Myths and Facts of the Unity Game Engine - stesch
http://blog.theknightsofunity.com/myths-and-facts-of-unity-game-engine/
======
unsignedqword
This really doesn't tell me anything about Unity, especially in respect to
other solutions.

 _\- Unity is only for games_

Who said they were? You can find lots of examples of game engines being used
for other applications, such as in Archviz, non-game simulation areas,
interactive art, etc.

 _\- You can only do small games with Unity_

Again, who said this? If an engine is free and well supported you might find a
lot of smaller games on it, but that's not indicative of the engine as a
whole. If you're planning on making a large game, the question you'd be asking
is not whether you can make a larger game in Unity, but whether it's
appropriate for your larger game in particular.

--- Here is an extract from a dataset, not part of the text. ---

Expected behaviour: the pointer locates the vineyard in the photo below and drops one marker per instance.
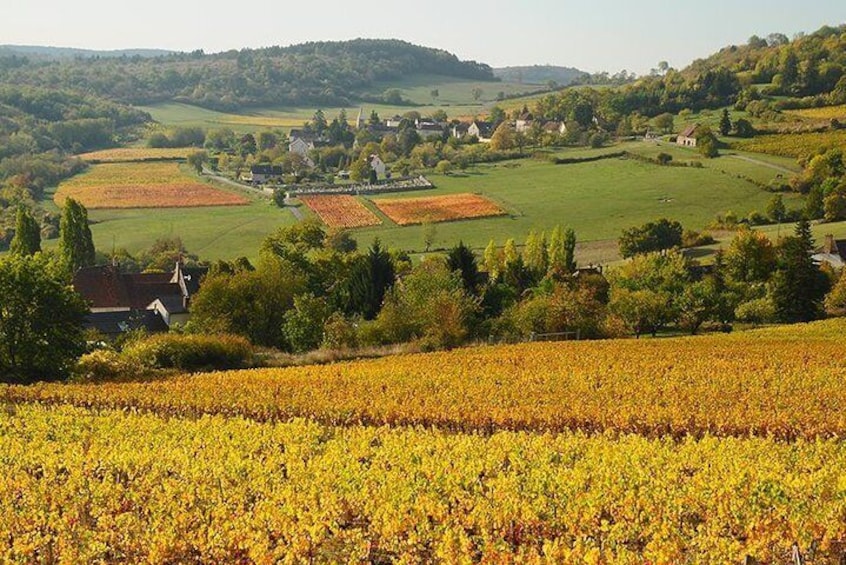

 _\- Unity is worse than Unreal Engine_

Now that's a opinion if I've ever heard of one. Also, you don't need to use
C++ to use Unreal. UE4 natively supports Blueprint scripting out of the box (I
wouldn't recommend making a game completely in a visual programming language
to begin with, anyway). Support for interacting with Unreal through other
languages (JavaScript, Nim, etc.) has shown significant progress in the
community.

 _\- You don’t need programming knowledge to use Unity_

Many of the popular free engines nowadays have some form of visual programming
feature. You'd be severely hurting yourself trying to accomplish a bigger
problem using visual languages only, however.

 _\- All Unity games looks the same_

Some gamers enormously conflate a game's art with its engine, which is
completely wrong. Bad art will look bad in any environment - any developer
would know that.

 _\- Unity has a lot of bugs_

That's an incredibly vague statement that you can apply to just about any
large software project, not even just game engines.